Greenland's ice sheet has reached the "point of no return" and would continue to melt even if the climate crisis were halted, a new study has found.


The study, published in the journal Communications Earth & Environment Thursday, used more than 30 years of satellite data to determine that the ice sheet would continue to shrink even if surface melting decreased.

However, the findings are not an excuse to give up on climate action.

"We've passed the point of no return but there's obviously more to come," study coauthor and Ohio State University professor Ian Howat told CNN. "Rather than being a single tipping point in which we've gone from a happy ice sheet to a rapidly collapsing ice sheet, it's more of a staircase where we've fallen off the first step but there's many more steps to go down into the pit."

Greenland's ice sheet loses mass when icebergs calve or glaciers melt into the ocean and gains it when snow falls on the surface of the glaciers.

The scientists used monthly data from more than 200 large glaciers that drain into the ocean around Greenland, an Ohio State University press release explained.

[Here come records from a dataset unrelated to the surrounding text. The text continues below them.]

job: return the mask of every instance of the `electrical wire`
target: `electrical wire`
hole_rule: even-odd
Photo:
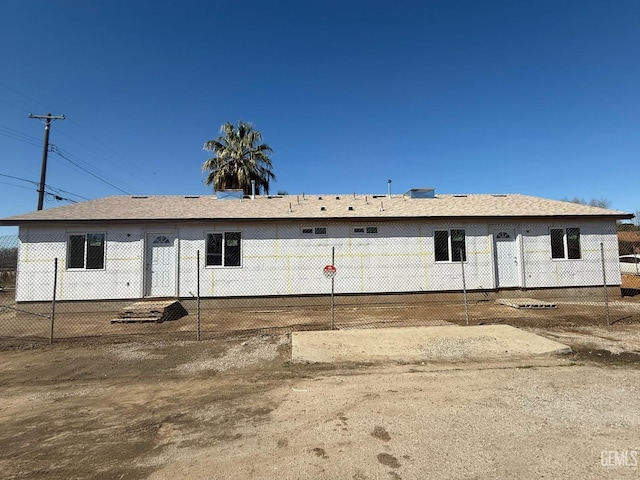
[[[42,105],[43,107],[45,107],[45,108],[46,108],[46,109],[48,109],[48,110],[55,111],[55,108],[51,108],[51,106],[48,106],[48,105],[46,105],[46,104],[42,103],[42,102],[41,102],[40,100],[38,100],[37,98],[30,97],[30,96],[29,96],[29,95],[27,95],[26,93],[23,93],[23,92],[21,92],[21,91],[19,91],[19,90],[16,90],[15,88],[10,87],[10,86],[9,86],[9,85],[7,85],[6,83],[2,83],[2,82],[0,82],[0,86],[2,86],[2,87],[4,87],[4,88],[6,88],[7,90],[9,90],[9,91],[11,91],[11,92],[13,92],[13,93],[17,93],[18,95],[20,95],[20,96],[22,96],[22,97],[24,97],[24,98],[27,98],[27,99],[31,100],[32,102],[36,102],[36,103],[38,103],[38,104]]]
[[[22,133],[9,128],[5,125],[0,125],[0,135],[18,140],[20,142],[28,143],[29,145],[33,145],[36,147],[42,145],[42,140],[32,137],[31,135],[27,135],[26,133]]]
[[[0,173],[0,177],[13,178],[14,180],[21,180],[23,182],[29,182],[29,183],[33,183],[34,185],[38,185],[38,182],[29,180],[28,178],[14,177],[13,175],[7,175],[6,173]]]
[[[52,145],[52,147],[55,147],[55,145]],[[87,173],[88,175],[91,175],[92,177],[94,177],[95,179],[99,180],[100,182],[104,183],[105,185],[109,185],[111,188],[115,188],[116,190],[118,190],[119,192],[124,193],[125,195],[131,195],[129,192],[127,192],[126,190],[123,190],[122,188],[114,185],[113,183],[105,180],[104,178],[100,177],[99,175],[96,175],[95,173],[91,172],[90,170],[88,170],[87,168],[84,168],[83,166],[79,165],[78,163],[74,162],[73,160],[71,160],[68,156],[66,156],[65,154],[63,154],[59,148],[53,148],[51,149],[51,152],[58,155],[61,158],[64,158],[67,162],[69,162],[70,164],[74,165],[75,167],[79,168],[80,170],[82,170],[83,172]]]
[[[67,191],[67,190],[63,190],[62,188],[54,187],[54,186],[52,186],[52,185],[46,185],[46,187],[48,187],[48,188],[50,188],[51,190],[54,190],[54,191],[56,191],[56,192],[59,192],[59,193],[65,193],[65,194],[67,194],[67,195],[71,195],[72,197],[77,197],[77,198],[79,198],[79,199],[81,199],[81,200],[87,200],[87,201],[88,201],[88,200],[91,200],[90,198],[83,197],[82,195],[78,195],[77,193],[72,193],[72,192],[69,192],[69,191]]]
[[[17,185],[15,183],[9,183],[9,182],[0,182],[2,185],[9,185],[11,187],[18,187],[18,188],[24,188],[25,190],[33,190],[30,187],[25,187],[24,185]],[[37,191],[37,190],[36,190]]]
[[[120,180],[118,177],[116,177],[114,175],[111,175],[106,170],[102,170],[101,168],[98,168],[95,165],[92,165],[89,162],[84,161],[78,155],[70,153],[70,152],[68,152],[66,150],[62,150],[57,145],[50,144],[49,145],[49,151],[55,153],[55,150],[57,150],[62,155],[66,156],[68,159],[75,161],[77,164],[79,164],[80,167],[84,167],[85,169],[87,169],[89,171],[92,171],[96,175],[100,175],[100,176],[104,177],[105,179],[108,179],[110,182],[117,183],[117,184],[121,185],[124,188],[133,189],[133,187],[131,185],[127,184],[127,182],[124,182],[124,181]]]
[[[15,183],[0,182],[0,184],[9,185],[10,187],[24,188],[25,190],[32,190],[32,191],[36,191],[36,192],[38,191],[37,189],[32,189],[32,188],[29,188],[29,187],[25,187],[24,185],[17,185]],[[44,193],[45,193],[46,198],[48,200],[57,200],[57,201],[65,201],[65,202],[69,202],[69,203],[78,203],[78,201],[74,200],[73,198],[66,198],[66,197],[63,197],[61,195],[58,195],[55,192],[49,192],[46,189],[45,189]]]
[[[12,178],[14,180],[20,180],[22,182],[31,183],[31,184],[35,185],[36,191],[38,191],[38,188],[40,186],[40,184],[38,182],[35,182],[33,180],[29,180],[27,178],[16,177],[16,176],[13,176],[13,175],[7,175],[5,173],[0,173],[0,177]],[[3,182],[3,183],[5,183],[5,185],[13,185],[14,187],[26,188],[28,190],[31,190],[31,188],[25,187],[25,186],[22,186],[22,185],[16,185],[16,184],[11,184],[11,183],[6,183],[6,182]],[[52,191],[47,191],[47,189],[52,190]],[[78,195],[77,193],[68,192],[68,191],[63,190],[61,188],[54,187],[53,185],[45,184],[44,190],[45,190],[45,193],[48,193],[50,195],[54,195],[56,197],[61,198],[62,200],[66,200],[66,201],[71,202],[71,203],[78,203],[78,201],[74,200],[73,198],[65,198],[62,195],[60,195],[60,193],[67,194],[67,195],[70,195],[72,197],[77,197],[77,198],[80,198],[82,200],[89,200],[89,198],[87,198],[87,197],[83,197],[82,195]]]
[[[30,95],[27,95],[26,93],[21,92],[20,90],[18,90],[18,89],[16,89],[16,88],[10,87],[9,85],[7,85],[7,84],[5,84],[5,83],[3,83],[3,82],[1,82],[1,81],[0,81],[0,86],[1,86],[1,87],[6,88],[7,90],[9,90],[9,91],[11,91],[11,92],[13,92],[13,93],[15,93],[15,94],[20,95],[20,96],[22,96],[22,97],[24,97],[24,98],[26,98],[26,99],[28,99],[28,100],[31,100],[31,101],[33,101],[33,102],[38,103],[39,105],[41,105],[42,107],[45,107],[45,108],[46,108],[47,110],[49,110],[49,111],[56,111],[56,109],[55,109],[55,108],[52,108],[50,105],[46,105],[45,103],[43,103],[43,102],[39,101],[37,98],[34,98],[34,97],[30,96]],[[87,134],[89,134],[89,135],[90,135],[91,137],[93,137],[97,142],[99,142],[100,144],[102,144],[105,148],[107,148],[108,150],[110,150],[110,151],[111,151],[111,152],[113,152],[114,154],[119,155],[119,154],[118,154],[118,152],[116,152],[113,148],[109,147],[105,142],[103,142],[102,140],[100,140],[98,137],[96,137],[94,134],[92,134],[91,132],[89,132],[86,128],[84,128],[83,126],[81,126],[80,124],[78,124],[77,122],[75,122],[74,120],[69,119],[69,118],[66,118],[66,120],[68,120],[70,123],[72,123],[72,124],[73,124],[73,125],[75,125],[76,127],[80,128],[80,129],[82,129],[82,130],[84,130]],[[8,128],[8,127],[6,127],[6,128]],[[8,129],[8,130],[11,130],[11,129]],[[14,138],[15,140],[20,140],[20,141],[23,141],[23,142],[25,142],[25,143],[32,144],[32,145],[34,145],[34,146],[42,145],[42,142],[41,142],[41,141],[39,141],[38,139],[35,139],[35,138],[33,138],[33,137],[30,137],[29,135],[26,135],[26,134],[21,134],[20,132],[17,132],[17,131],[15,131],[15,130],[14,130],[13,132],[14,132],[14,134],[13,134],[13,135],[11,135],[11,132],[10,132],[10,131],[9,131],[9,132],[5,132],[4,134],[2,133],[2,131],[0,131],[0,135],[8,136],[8,137],[10,137],[10,138]],[[87,147],[86,145],[83,145],[82,143],[78,142],[77,140],[75,140],[75,139],[71,138],[68,134],[66,134],[66,135],[65,135],[63,132],[60,132],[60,131],[57,131],[57,132],[56,132],[56,134],[61,134],[61,135],[63,135],[63,136],[67,136],[67,137],[68,137],[68,138],[70,138],[72,141],[74,141],[74,142],[78,143],[79,145],[81,145],[82,147],[86,148],[87,150],[89,150],[89,151],[91,151],[91,150],[92,150],[91,148]],[[18,136],[20,136],[21,138],[18,138]],[[27,137],[27,138],[24,138],[24,137]],[[32,143],[32,142],[33,142],[33,143]],[[50,151],[51,151],[51,150],[50,150]],[[95,151],[94,151],[94,153],[95,153],[96,155],[101,155],[99,152],[95,152]],[[64,157],[63,157],[63,158],[65,158],[67,161],[69,161],[69,162],[73,162],[73,160],[70,160],[70,159],[69,159],[69,157],[74,158],[74,156],[73,156],[72,154],[70,154],[69,152],[64,152],[64,153],[63,153],[63,155],[64,155]],[[104,157],[104,155],[102,155],[102,157],[103,157],[103,158],[105,158],[106,160],[109,160],[108,158]],[[76,161],[77,163],[83,163],[83,162],[82,162],[82,160],[80,160],[79,158],[76,158],[76,159],[75,159],[75,161]],[[94,177],[98,178],[98,177],[99,177],[99,175],[96,175],[96,174],[94,174],[94,173],[92,173],[92,172],[89,172],[89,171],[88,171],[88,169],[89,169],[89,168],[93,168],[93,169],[98,170],[98,171],[100,171],[100,169],[98,169],[98,168],[96,168],[96,167],[93,167],[93,166],[88,166],[88,164],[86,164],[86,165],[87,165],[87,166],[85,166],[84,168],[83,168],[82,166],[78,166],[78,168],[80,168],[81,170],[86,171],[89,175],[91,175],[91,176],[94,176]],[[145,173],[145,172],[144,172],[144,171],[142,171],[140,168],[136,167],[136,166],[135,166],[135,164],[127,164],[127,166],[133,166],[133,167],[134,167],[134,168],[136,168],[140,173],[143,173],[143,174]],[[112,178],[112,182],[118,182],[118,183],[121,183],[121,184],[123,184],[124,186],[126,186],[127,188],[132,189],[132,187],[131,187],[130,185],[127,185],[125,182],[122,182],[121,180],[118,180],[117,178],[115,178],[115,177],[113,177],[113,176],[109,175],[107,172],[102,171],[101,173],[102,173],[102,176],[111,177],[111,178]],[[144,179],[144,177],[142,177],[142,178]],[[121,192],[123,192],[123,193],[127,193],[127,192],[125,192],[123,189],[121,189],[121,188],[119,188],[119,187],[117,187],[117,186],[113,185],[113,183],[107,182],[107,181],[106,181],[106,180],[104,180],[104,179],[100,179],[100,181],[107,183],[109,186],[111,186],[111,187],[115,188],[116,190],[119,190],[119,191],[121,191]],[[146,180],[143,180],[143,181],[146,181]],[[127,194],[128,194],[128,193],[127,193]]]
[[[66,118],[65,120],[69,120],[71,121],[69,118]],[[71,123],[73,123],[74,125],[76,125],[77,127],[81,128],[82,130],[84,130],[85,132],[87,132],[89,135],[91,135],[92,137],[96,138],[94,135],[92,135],[88,130],[86,130],[85,128],[81,127],[80,124],[78,124],[77,122],[71,121]],[[68,133],[65,133],[63,131],[61,131],[60,129],[56,130],[56,135],[62,135],[63,137],[67,137],[70,141],[74,142],[77,145],[80,145],[82,148],[86,149],[87,151],[91,152],[93,155],[95,156],[99,156],[101,158],[103,158],[104,160],[106,160],[107,162],[113,162],[114,160],[110,157],[107,157],[106,155],[104,155],[102,152],[98,151],[97,149],[90,147],[78,140],[76,140],[75,138],[73,138],[71,135],[69,135]],[[101,143],[102,145],[105,146],[105,148],[107,148],[108,150],[110,150],[111,152],[115,153],[118,157],[120,157],[121,155],[116,152],[115,150],[113,150],[112,148],[110,148],[108,145],[106,145],[104,142],[101,142],[99,139],[97,139],[97,141],[99,143]],[[98,170],[100,171],[103,176],[110,176],[112,178],[112,181],[118,182],[121,185],[124,185],[126,188],[130,189],[130,190],[135,190],[135,187],[132,187],[131,185],[127,184],[126,182],[123,182],[122,180],[117,179],[116,177],[113,177],[112,175],[110,175],[109,173],[105,172],[104,170],[100,170],[98,167],[95,167],[93,165],[90,165],[87,162],[84,162],[80,157],[78,157],[77,155],[73,155],[70,154],[69,152],[64,152],[65,155],[71,157],[72,159],[76,160],[78,163],[84,164],[86,168],[92,168],[94,170]],[[138,167],[135,163],[127,163],[127,162],[122,162],[120,161],[119,163],[124,163],[124,167],[122,168],[126,168],[129,171],[129,175],[130,176],[135,176],[136,179],[142,183],[145,183],[146,185],[152,186],[151,183],[149,183],[146,173],[144,172],[144,170],[142,170],[140,167]],[[133,172],[133,170],[137,171],[137,174],[135,172]],[[143,174],[142,176],[140,174]]]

During the 1980s and 1990s, the glaciers lost roughly as much ice through melt and calving as they gained through snowfall. But, starting in the year 2000, that changed.

"We are measuring the pulse of the ice sheet — how much ice glaciers drain at the edges of the ice sheet — which increases in the summer. And what we see is that it was relatively steady until a big increase in ice discharging to the ocean during a short five- to six-year period," lead study author and Ohio State University Byrd Polar and Climate Research Center scientist Michalea King said in the press release.

Before 2000, the ice sheet had an equal chance of gaining or losing mass each year; now, it only would only gain mass once every 100 years. Greenland's larger glaciers have also retreated about three kilometers (approximately two miles) since 1985. This means more of the glaciers are exposed to warmer ocean water, which increases melting. That is why the ice sheet would continue to retreat if global warming stopped.

When it comes to climate change, what happens in Greenland does not stay in Greenland. The Greenland ice sheet is the largest contributor to global sea level rise, the paper pointed out. It currently raises ocean levels by more than a millimeter a year, CNN reported. And sea levels are expected to increase by around three feet by century's end.

"There's a lot of places, like in Florida especially, where one meter alone would cover a lot of existing land areas," King told CNN. "And that's exacerbated when you get storms and hurricanes and things like that, that then cause extra surge on top of a higher baseline."

However, King said studies like hers could help low-lying areas adapt to the coming changes.

"The more we know, the better we can prepare," she said in the press release.